After the Soviet annexation of Western Belarus, Luckievič participated in the Conference of the Belarusian intellectual elite and urged to revive the Belarusian school, culture and arts. He supported the unification of Soviet Belarus and Western Belarus. On 30 September 1939, Luckievič was arrested by the Soviet authorities in Vilnius and, later, transferred to Minsk. On 8 August 1940, he was charged with cooperation with the Polish intelligence service, the creation of counter-revolutionary organisations within the Belarusian nationalist circles and the establishment of the government of a bourgeois Belarus headed by the national fascist Luckievič. On 14 June 1941, he was sentenced for anti-Soviet activities to eight years of Gulag prison camps. Luckievič died on 23 March 1942 during his transfer to the prison camp. He was buried in the special sector of the communal cemetery of Atkarsk in Russia. Luckievič was posthumously exonerated in 1989.

== Notable works ==

=== Works published during Luckievič’s lifetime ===

- Белорусы [Belarusians], St.

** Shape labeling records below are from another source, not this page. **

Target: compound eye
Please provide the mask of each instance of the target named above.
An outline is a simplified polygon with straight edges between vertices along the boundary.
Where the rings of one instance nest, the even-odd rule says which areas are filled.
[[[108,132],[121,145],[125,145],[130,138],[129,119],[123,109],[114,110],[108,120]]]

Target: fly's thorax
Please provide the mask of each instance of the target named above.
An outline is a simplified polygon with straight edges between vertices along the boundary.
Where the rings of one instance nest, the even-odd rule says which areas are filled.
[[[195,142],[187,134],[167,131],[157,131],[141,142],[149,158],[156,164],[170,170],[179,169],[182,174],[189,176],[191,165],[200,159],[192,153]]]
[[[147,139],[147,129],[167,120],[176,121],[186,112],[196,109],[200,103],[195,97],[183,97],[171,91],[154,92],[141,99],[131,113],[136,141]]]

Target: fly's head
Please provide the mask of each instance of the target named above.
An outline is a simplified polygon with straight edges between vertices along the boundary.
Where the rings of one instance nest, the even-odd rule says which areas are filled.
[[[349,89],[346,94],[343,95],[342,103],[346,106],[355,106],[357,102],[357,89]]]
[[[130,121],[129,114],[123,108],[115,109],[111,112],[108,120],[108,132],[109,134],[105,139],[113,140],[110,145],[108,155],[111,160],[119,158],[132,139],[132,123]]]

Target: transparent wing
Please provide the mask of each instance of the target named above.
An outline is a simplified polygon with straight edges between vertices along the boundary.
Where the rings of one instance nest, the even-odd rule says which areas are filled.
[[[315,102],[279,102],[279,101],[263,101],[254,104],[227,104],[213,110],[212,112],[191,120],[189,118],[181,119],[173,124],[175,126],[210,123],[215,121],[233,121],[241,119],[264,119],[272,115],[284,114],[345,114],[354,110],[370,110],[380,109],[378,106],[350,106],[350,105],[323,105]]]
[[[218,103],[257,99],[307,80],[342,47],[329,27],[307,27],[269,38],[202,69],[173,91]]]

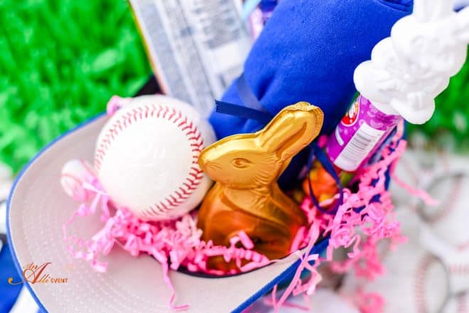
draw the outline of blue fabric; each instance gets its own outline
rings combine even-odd
[[[411,11],[411,0],[282,0],[244,63],[244,76],[271,114],[306,101],[325,114],[323,133],[333,131],[356,90],[353,72]],[[243,105],[234,82],[221,101]],[[210,119],[220,139],[252,133],[257,121],[213,112]],[[308,153],[292,160],[281,185],[296,179]]]
[[[4,243],[0,251],[0,313],[10,312],[23,287],[23,284],[10,285],[8,279],[11,277],[14,282],[22,280],[15,268],[9,246]]]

Petersburg, 1909;
- Jak prawilna pisać pa biełarusku [How to Write Correctly in Belarusian], Viĺnia, 1917;
- Нашы песняры: літаратурна-сацыяльныя нарысы [Our National Bards: Literary-Social Sketches], Viĺnia, 1918;
- Ekanamičnaja ewalucyja i biełaruski ruch [Economic Evolution and Belarusian Movement], Viĺnia, 1918;
- Польская акупацыя Беларусі [Polish Occupation of Belarus], Viĺnia, 1920;
- Пуцяводныя ідэі беларускае літаратуры [The Guiding Ideas of the Belarusian Literature], Viĺnia, 1921;
- Вільня ў беларускай літаратуры [Viĺnia in the Belarusian Literature], Viĺnia, 1925;
- За дваццаць пяць гадоў (1903—1928): Успаміны аб працы першых беларускіх паліт. Арганізацый [In twenty-five years (1903-1928): Memoirs about the Activities of First Belarusian Political Organisations], Viĺnia, 1928 (republished: Minsk, 1991);
- Адбітае жыццё [Broken Life], Viĺnia, 1929;
- Białorusini i ich organ «Homan» [Belarusians and their Organ “Homan” (the “Babble”)] Lwów, 1935;

=== Posthumous publications ===

- Злучаныя Штаты ад Балтыкі да Чорнага мора [The United States from the Baltic Sea until the Black Sea]// Свабода [Svaboda]. 1990. No. 2;
- Дзённік [Diary]// Полымя [Polymia]. 1990. No. 4—5;
- Выбраныя творы: праблемы культуры, літаратуры і мастацтва [Selected Works: Problems of Culture, Literature and Arts ], Minsk, 2006.
- Беларуская граматыка [Belarusian Grammar Book], Viĺnia, 1916;

This book is the first Belarusian Grammar Book. It was written in 1916, before the Belarusian Grammar Book by Branislaŭ Taraškievič, 1918, but was discovered and published by the German Slavist Hermann Bieder only in 2017. The manuscript of the book is held in the Library of the Lithuanian Academy of Sciences.